In Figure 2, the boxplots of the differences of these median scores between the study group (all patients still using the bladder controller (32)) and reference group are presented. As shown, the differences between the two groups are significant, except for the scale feelings.

Figure 2
figure 2

Box plots of differences in median scores comparing patients groups with and without using a bladder controller (specific impact of urinary problems (SIUP) subscales, overall SIUP index and quality of life (QoL) index)

Discussion

The objectives of this study were to investigate the long-term effectiveness of the implanted bladder controller in SCI patients and in particular the users' experiences and the impact of urinary disorders and QoL.

Our long-term results with the bladder controller with respect to medical and technical complications and infection rates are similar to the short-term results presented by others.2,4,6,7,8 The achieved complete urinary continence, however, was less than in other groups. If stress incontinence is included in this definition, our results are similar to other groups.

The novelty of this study is that together with the medical benefits the users' personal experiences and QoL have been investigated. The main benefits of SARS experienced by the patients were a decreased infection rate, improved social life and continence.

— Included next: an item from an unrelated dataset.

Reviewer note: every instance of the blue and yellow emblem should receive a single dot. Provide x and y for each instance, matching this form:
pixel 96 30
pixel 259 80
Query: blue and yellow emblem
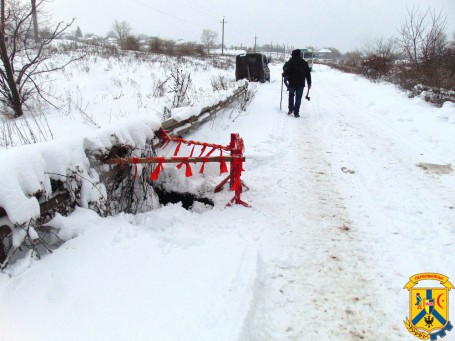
pixel 428 307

The first experiences with the Qualiveen questionnaire are promising; however, some remarks have to be made. The questionnaire is easy to complete, none of the patients did mention any difficulty by completing the questionnaire. While we described retrospective data responsiveness of the questionnaire remains ambiguous.

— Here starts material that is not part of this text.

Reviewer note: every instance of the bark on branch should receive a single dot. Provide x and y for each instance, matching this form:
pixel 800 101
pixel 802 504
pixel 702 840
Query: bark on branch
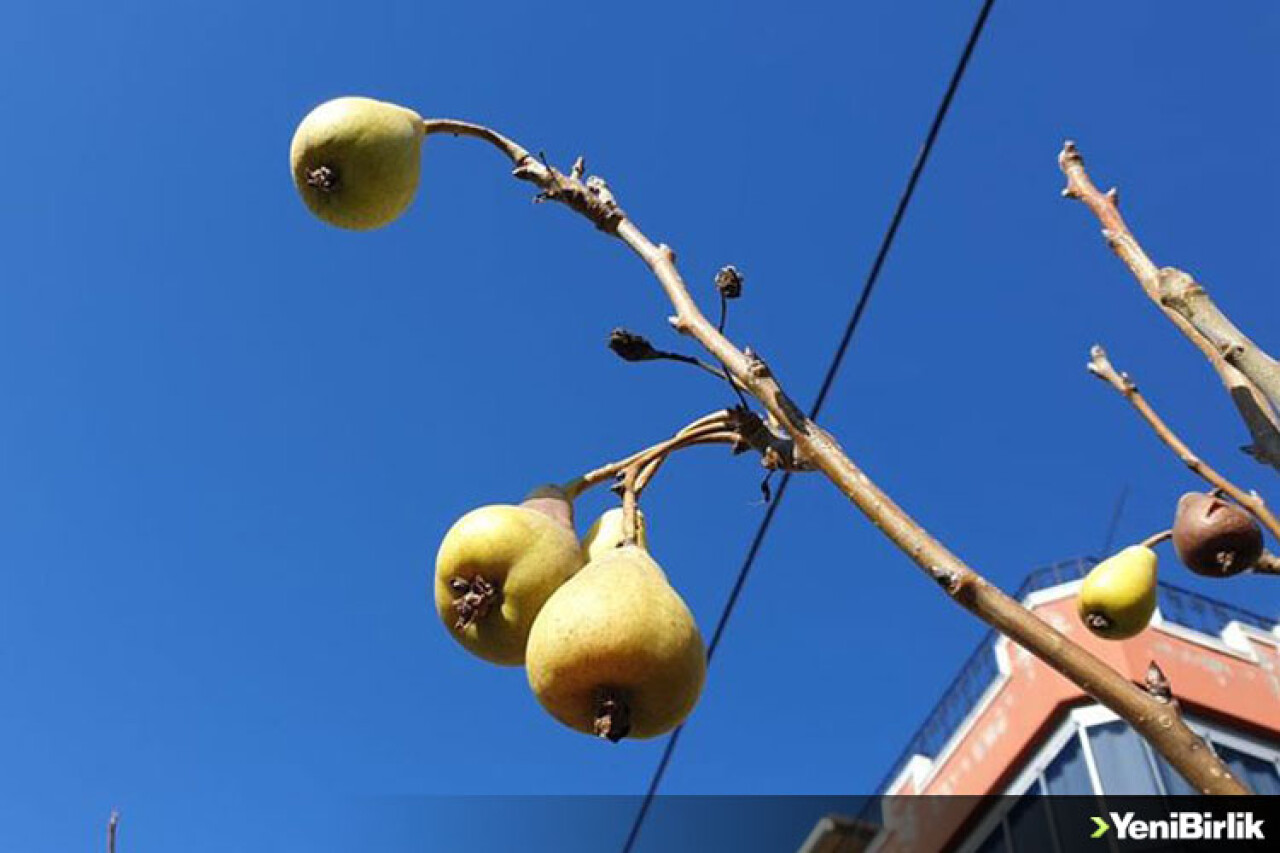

The results of the Qualiveen questionnaire indicated that with the bladder controller, the specific impact of urinary disorders on QoL aspects were reduced, and the overall QoL improved. The reference group and our study group are equal with respect to gender, age, time since lesion and social situation. The major difference between the two groups is determined by the different methods used for micturition. The patients in the reference group used self-catheterisation (41%) or percussion (28%), the bladder controller was not used. Another difference between the two groups is that in our group all patients have complete lesions, whereas in the reference group about half of the patients had a complete lesion. This difference could have influenced the results. Assuming that patients with a complete SCI in general have a more severe neurogenic bladder dysfunction, the difference between groups may have been even more striking when the reference group was composed of complete SCI patients only. Unfortunately, we were not able to match our patients with the reference group by lacking crude data of these reference group of 400 French SCI patients. However, we did analyse the differences between the median scores on the Qualiveen items, and they were significant, except for the subscale feelings.

The Qualiveen questionnaire was developed to measure disease-specific aspects with respect to limitations, constraints, fears and feelings and general QoL aspects, suitable for use in SCI patients with urinary disorders. It is questionable whether this questionnaire considers all aspects of QoL as defined by the World Health Organization: ‘QoL is a broad-ranging concept affected in a complex way by the person's physical health, psychological state, level of independence, social relationships, and their environment’.19 Nevertheless most existing questionnaires about QoL, as mentioned before, are generic and not responsive to detect changes in QoL in SCI patients. In addition, the impact on QoL of urinary disorders in these patients remains unknown. Therefore, the Qualiveen questionnaire could be supportive in studies investigating effects of treatment of urological disorders in SCI patients, but further research on responsiveness is recommended.

Conclusions

Our results confirm that the bladder controller for SARS is an adequate technique for bladder management in patients with a complete SCI over long-term use. It decreases incontinence and infections, and increases QoL. These findings support the idea that the bladder controller is the preferred method of neurogenic bladder management in a well selected group of SCI patients.